Knowing that there is so much potential for critical thinking, problem solving, and perseverance, I wanted to bring this sort of activity into my classroom. I did know that I would face a few challenges right away. First, the ideal group size for this sort of thing is about twelve people, and of course that is not the class size I had. Next, it absolutely works best when the facilitator can observe and intervene as necessary throughout the process. I knew I would need to have two groups going at the same time in order to do this in class, and that simply is not ideal. If you decide to give this a try, I would recommend getting someone else to facilitate the other group. However, you need to be sure that they are clear on their role so that the integrity is maintained.
I decided to run two challenges, one of which was quite involved, and the other of which was a bit simpler. I explained both challenges to the entire group, and they were completely engaged the entire time. I then split them into groups and had them get started.
When running a team challenge, the facilitator needs to hold the group accountable for the rules. Ideally you are out of the process, observing and letting the group work through problems. However, you need to adapt depending on what you see. If a group is simply falling apart, you may call a quick meeting. If a group is not following the rules, you need to start them over. If they are doing well, but are taking an incredible amount of time, you may need to adjust the conditions of the challenge to help them along. It is very dynamic, running with the experience. These are the challenges I ran:
1. Lava Pit – This was the more in depth, exciting challenge. I had to carefully set this up before my students arrived. I used our big blocks and boards. I also wanted to be sure that it would be safe (especially since I aways harp on my kids not to stand on the blocks), so I hot glued some rubber matting (drawer liners cut apart) on the ends of the boards to ensure that they would not slip.
I then created a path from one end of my rug area to the other.

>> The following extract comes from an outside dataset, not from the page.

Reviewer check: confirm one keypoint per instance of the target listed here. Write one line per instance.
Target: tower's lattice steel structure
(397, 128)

I placed large blocks strategically so that some could be connected with one board, and some needed two boards in a T formation to create a path. I actually marked the spots on the carpet with tape to ensure they were all set.
The challenge to the group was to get every member of the group from one side of the lava pit to the other. They could stand on the lava rocks (big blocks), or boards, but they could not step into the lava (on the rug.) They also could not step from rock to rock. Instead they had to connect the rocks firmly with a board in order to cross. The boards also could not touch the lava. Finally, they only had three boards to use, and they could not walk the boards back to any participant still needing to cross (they would need to carry them back through the lava rock maze).

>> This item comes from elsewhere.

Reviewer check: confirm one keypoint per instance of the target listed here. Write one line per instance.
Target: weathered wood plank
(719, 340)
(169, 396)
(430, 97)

2. Balance Beam – This one is a bit simpler. The kids in the group had to stand on a balance beam. Once on the beam, they could not step off the beam. (If anyone did step off, they had to go back to their original position.) Once on the beam, I assigned every child a number, which I taped to their shirt. They had to organize themselves in sequential order (another great task!) without stepping off the beam.
Once I explained all the rules, I let them go. It is truly amazing to watch. Some groups jump right in, others plan. Some kids eat the challenge up, while others don’t care at all. In this situation, with two groups going, I had to jump back and forth to keep them going. Truthfully, the balance beam task is much less interesting. That group lost steam quickly. I did extend it for them a little by suggesting a few things to try, and they did get a bit of an experience. Here we talked about holding on to one another to help the other student pass by without falling off the beam:
However, in the end I called that group over to observe and support the lava pit group. This actually worked wonderfully! One of the observers ended up facilitating the other group’s success! Because there are no hard and fast rules, I went with this and let him get involved, and it really was the key to the whole thing.
After the challenges finish (either because they succeed or because you have to stop them due to time) it is critical to debrief. We had some great discussion that really got to the goal of perseverance. For example, I had one student who was really involved, but at one point decided to cheat. He stepped from rock to rock, and said, “I did it.” I went to him and asked if he really felt that he succeeded, and why or why not. In the end he went back and did it properly. His response when finishing that time was one of intense pride. As a group we discussed why he seemed to feel differently the second time around. Another student said that it was because he followed the rules, and that made it a real challenge. That sort of discussion and grass roots discovery is simply priceless.
Have you ever done any team building challenges with your class? What tips do you have to make it successful, especially with a big group?